Ce déficit, faible en général en valeur, est cependant à relativiser, dans la mesure où nombre de produits échangés entre nos pays transitent en effet, voire sont réexportés, par l’Afrique du Sud ou d’autres pays tiers, ce qui fausse leur prise en compte. Ce phénomène touche toutes les statistiques du commerce extérieur namibien et n’est pas propre à la France. Les statistiques namibiennes du commerce extérieur nous prêtent en moyenne des flux commerciaux plus élevés que les statistiques françaises.
L’interprétation de ces écarts statistiques sur des chiffres faibles en valeur absolue, est aussi compliquée par des différences de comptabilisation d’année civile pour la même transaction.
Dans les services, il faut noter le développement des flux de touristes français en Namibie qui sont passés en quelques années de 9.959 en 2005 à 17.039 en 2010 (soit + 71 %).
Les flux d’investissements directs étrangers entre la Namibie et la France ont été historiquement très limités.
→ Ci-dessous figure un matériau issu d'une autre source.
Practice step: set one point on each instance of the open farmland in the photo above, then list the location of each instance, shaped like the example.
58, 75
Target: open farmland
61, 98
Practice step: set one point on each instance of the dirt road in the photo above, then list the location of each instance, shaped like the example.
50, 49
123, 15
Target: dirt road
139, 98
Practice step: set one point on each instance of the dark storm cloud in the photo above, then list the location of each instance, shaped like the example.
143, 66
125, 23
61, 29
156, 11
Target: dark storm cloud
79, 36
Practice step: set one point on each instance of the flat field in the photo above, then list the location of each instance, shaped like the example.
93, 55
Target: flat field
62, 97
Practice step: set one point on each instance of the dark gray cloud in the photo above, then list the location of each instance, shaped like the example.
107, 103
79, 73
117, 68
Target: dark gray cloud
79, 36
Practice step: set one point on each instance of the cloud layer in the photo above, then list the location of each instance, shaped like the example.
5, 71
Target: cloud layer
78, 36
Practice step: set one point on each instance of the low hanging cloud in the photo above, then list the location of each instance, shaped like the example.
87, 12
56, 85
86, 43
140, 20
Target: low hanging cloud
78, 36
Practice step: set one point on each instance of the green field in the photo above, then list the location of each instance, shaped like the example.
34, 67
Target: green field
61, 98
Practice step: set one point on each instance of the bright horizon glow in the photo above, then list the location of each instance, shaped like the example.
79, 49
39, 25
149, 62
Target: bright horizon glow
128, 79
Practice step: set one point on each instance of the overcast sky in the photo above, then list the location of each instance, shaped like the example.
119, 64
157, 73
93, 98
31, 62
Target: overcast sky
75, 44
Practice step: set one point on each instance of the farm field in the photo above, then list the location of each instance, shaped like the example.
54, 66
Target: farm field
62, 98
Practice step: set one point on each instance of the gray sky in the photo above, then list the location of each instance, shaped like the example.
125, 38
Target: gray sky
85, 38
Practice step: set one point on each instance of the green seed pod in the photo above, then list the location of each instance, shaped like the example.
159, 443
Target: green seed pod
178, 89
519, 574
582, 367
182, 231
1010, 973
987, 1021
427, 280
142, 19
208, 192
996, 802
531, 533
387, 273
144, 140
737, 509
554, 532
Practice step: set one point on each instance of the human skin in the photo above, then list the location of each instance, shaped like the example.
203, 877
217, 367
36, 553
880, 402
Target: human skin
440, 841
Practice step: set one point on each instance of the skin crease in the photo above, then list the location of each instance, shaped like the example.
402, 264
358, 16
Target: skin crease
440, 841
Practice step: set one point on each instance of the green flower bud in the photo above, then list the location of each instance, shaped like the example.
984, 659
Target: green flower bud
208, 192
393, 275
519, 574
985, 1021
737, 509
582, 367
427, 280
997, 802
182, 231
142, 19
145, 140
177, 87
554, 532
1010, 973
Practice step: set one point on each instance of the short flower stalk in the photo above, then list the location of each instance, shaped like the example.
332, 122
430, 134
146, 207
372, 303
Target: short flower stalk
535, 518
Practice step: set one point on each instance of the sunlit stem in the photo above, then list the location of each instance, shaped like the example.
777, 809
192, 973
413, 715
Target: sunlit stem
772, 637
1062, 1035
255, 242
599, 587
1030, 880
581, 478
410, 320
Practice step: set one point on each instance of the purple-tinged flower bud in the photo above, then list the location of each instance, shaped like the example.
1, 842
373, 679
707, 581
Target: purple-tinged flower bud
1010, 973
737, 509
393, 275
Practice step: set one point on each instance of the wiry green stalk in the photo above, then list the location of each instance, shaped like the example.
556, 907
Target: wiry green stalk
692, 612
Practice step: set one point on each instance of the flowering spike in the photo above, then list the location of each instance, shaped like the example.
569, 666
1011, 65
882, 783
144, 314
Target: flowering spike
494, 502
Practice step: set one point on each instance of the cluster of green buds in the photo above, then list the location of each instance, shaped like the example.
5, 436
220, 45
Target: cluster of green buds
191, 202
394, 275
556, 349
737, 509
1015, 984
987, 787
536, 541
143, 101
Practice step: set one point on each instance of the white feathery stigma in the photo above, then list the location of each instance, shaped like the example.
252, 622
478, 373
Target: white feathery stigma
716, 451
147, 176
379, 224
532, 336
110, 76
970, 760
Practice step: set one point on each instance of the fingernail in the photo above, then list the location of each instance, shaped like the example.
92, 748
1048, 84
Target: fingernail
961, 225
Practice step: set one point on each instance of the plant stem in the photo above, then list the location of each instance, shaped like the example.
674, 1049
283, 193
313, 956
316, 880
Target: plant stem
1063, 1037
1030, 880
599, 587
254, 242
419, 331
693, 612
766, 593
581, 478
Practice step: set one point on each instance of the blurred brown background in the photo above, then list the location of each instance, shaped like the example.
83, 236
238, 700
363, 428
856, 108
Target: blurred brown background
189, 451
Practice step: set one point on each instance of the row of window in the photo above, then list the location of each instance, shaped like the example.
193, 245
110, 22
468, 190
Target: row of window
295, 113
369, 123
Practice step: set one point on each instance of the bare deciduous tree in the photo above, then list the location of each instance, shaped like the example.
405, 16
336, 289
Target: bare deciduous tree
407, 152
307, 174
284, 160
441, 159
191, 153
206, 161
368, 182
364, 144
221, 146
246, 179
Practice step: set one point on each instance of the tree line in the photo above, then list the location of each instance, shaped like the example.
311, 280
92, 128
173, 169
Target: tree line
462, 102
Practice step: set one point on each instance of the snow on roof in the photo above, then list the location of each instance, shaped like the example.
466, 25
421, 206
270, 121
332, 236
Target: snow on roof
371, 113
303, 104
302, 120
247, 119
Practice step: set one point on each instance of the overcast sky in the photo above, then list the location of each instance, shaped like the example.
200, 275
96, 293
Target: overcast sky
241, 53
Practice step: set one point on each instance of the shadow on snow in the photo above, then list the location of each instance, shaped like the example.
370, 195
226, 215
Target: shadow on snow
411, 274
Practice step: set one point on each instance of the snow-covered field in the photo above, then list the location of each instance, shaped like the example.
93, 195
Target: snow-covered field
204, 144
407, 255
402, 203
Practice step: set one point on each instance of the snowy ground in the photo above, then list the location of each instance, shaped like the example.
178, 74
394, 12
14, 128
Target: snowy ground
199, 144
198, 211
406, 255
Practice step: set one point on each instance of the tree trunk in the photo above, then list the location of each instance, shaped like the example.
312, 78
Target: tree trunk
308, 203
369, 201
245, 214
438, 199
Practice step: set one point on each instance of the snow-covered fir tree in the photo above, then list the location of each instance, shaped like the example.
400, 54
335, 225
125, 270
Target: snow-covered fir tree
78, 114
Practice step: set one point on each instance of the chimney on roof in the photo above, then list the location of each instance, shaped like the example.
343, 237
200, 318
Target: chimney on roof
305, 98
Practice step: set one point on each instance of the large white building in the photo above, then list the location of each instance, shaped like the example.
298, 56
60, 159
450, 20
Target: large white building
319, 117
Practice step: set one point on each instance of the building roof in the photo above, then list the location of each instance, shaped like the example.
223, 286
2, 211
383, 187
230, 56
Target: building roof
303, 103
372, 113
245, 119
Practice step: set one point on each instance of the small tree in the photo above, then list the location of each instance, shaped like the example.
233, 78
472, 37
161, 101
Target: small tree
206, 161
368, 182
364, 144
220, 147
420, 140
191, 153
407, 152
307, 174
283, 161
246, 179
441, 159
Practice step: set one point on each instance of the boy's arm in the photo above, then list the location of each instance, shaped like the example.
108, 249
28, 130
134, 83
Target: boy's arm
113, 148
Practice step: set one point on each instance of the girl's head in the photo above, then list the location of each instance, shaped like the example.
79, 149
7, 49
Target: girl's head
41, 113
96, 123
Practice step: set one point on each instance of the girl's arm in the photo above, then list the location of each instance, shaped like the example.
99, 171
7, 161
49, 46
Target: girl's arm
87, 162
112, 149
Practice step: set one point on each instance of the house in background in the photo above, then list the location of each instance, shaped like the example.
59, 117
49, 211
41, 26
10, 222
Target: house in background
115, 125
Néanmoins, le groupe AREVA s’est vu attribuer en février 2009 une licence d’exploitation pour un projet de mine d’uranium à Trekkopje qui est accessible en recherchant sur les pages consacrées au pôle mines d’AREVA. L’investissement déjà réalisé (de l’ordre de 1 milliard de dollars US) pour la préparation de la mise en exploitation de la future mine constitue à ce jour le plus gros investissement étranger de l’histoire de la Namibie.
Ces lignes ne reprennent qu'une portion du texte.